Giuliano nacque a Mediolanum (l'odierna Milano), nella Regio XI Transpadana, nel 133 o nel 137, figlio di Quinto Petronio Didio Severo, politico romano di origini insubri per parte paterna, e di Emilia Clara, donna romana originaria di Hadrumetum (l'odierna Susa, in Tunisia), nella provincia dell'Africa Proconsolare.

Improbabile la notizia, riportata nella Historia Augusta, che fosse bisnipote di Salvio Giuliano, poiché quest'ultimo, nato verso la fine del I secolo, non poteva essere bisnonno di qualcuno nato non più tardi del 137.

La sua carriera fu ricca di cariche: questore a ventiquattro anni (nel 157), uno meno dell'età minima, fu poi edile e pretore nel 163. Fu quindi legatus legionis della XXII Primigenia a Mogontiacum, poi governatore di rango pretorio della Gallia Belgica per lungo tempo (170-174 circa), riuscendo a respingere un'invasione di Cauci dal mare e una di Catti, tanto da fargli meritare il consolato insieme al futuro imperatore Pertinace. In seguito divenne governatore, prima della Dalmazia (dal 176 forse fino al 180), poi della Germania inferiore tra il 180 e il 184, e infine prefetto dell'annona.

Sotto Commodo rischiò di essere condannato per una denuncia collegata alla cosiddetta congiura di Lucilla, sorella dell'imperatore, ma l'imperatore non credette all'accusa. Giuliano comunque preferì ritirarsi a vita privata. In seguito Commodo lo nominò prima governatore della Bitinia (probabilmente tra il 185 e il 189), poi nuovamente console e infine governatore dell'Africa (190-192).

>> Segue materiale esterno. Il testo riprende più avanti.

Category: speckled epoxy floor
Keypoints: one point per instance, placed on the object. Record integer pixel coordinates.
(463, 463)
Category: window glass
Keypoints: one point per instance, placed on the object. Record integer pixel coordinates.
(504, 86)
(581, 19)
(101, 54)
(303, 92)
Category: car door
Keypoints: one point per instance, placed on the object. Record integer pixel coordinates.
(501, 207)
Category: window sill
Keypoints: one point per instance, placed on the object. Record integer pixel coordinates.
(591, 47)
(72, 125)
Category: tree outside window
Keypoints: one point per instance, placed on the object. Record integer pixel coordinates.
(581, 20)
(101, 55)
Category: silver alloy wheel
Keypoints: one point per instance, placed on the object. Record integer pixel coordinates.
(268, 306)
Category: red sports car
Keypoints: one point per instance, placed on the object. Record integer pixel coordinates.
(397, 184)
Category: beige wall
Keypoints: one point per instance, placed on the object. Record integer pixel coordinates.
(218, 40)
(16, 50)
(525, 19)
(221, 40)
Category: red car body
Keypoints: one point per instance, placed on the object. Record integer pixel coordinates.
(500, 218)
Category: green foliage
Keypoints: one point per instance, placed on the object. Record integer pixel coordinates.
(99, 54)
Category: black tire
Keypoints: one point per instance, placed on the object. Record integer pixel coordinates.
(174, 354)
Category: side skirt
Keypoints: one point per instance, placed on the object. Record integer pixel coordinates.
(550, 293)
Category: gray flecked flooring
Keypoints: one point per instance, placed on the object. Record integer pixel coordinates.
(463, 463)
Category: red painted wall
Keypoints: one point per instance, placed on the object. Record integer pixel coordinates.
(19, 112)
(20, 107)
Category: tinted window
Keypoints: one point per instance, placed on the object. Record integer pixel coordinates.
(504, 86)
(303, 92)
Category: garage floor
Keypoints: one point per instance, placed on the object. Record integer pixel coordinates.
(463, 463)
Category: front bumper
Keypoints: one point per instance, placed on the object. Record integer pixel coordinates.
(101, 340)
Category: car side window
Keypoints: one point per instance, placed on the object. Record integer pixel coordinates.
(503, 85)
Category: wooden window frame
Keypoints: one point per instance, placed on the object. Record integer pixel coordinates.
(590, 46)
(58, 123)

Alla morte di Pertinace, con il quale sembra avesse un buon rapporto, fu nominato imperatore al posto di Sulpiciano, perché aveva offerto più sesterzi (25.000 secondo l'Historia Augusta) ai pretoriani di quest'ultimo. Lo stesso giorno fu riconosciuto anche dal senato, che nominò auguste la moglie Manlia Scantilla e la figlia Didia Clara.

Solo il popolo gli fu sempre ostile, visto anche lo scherno mostrato nei confronti della frugalità del predecessore, notizia questa ritenuta falsa nella Historia Augusta. Più volte il popolo lo criticò aspramente e non cambiò idea neanche sotto la minaccia "della spada" e la promessa "dell'oro". I veri problemi non venivano dal popolino di Roma, ma dagli eserciti delle province, che non avevano giurato fedeltà all'imperatore, tanto che in più parti erano scoppiate rivolte: Clodio Albino con gli eserciti della Britannia, Pescennio Nigro con quelli della Siria e Settimio Severo con quelli dell'Illirico.

Didio Giuliano mandò uomini e ambascerie per eliminare il problema alla radice e nel frattempo si preparò allo scontro, mal riponendo la sua fiducia nei pretoriani. Dopo aver tentato di bloccare Settimio Severo, che attraversando l'Italia e discendendo verso Roma si era pure impadronito della flotta di Ravenna, intraprese con lui trattative diplomatiche per associarlo al trono, ma la posizione di Didio Giuliano era ormai troppo compromessa e Settimio Severo rifiutò l'offerta. Senza più nessuno dalla sua parte, fu ucciso in un luogo remoto dai pretoriani, su ordine del Senato, mediante decapitazione il 1º giugno 193.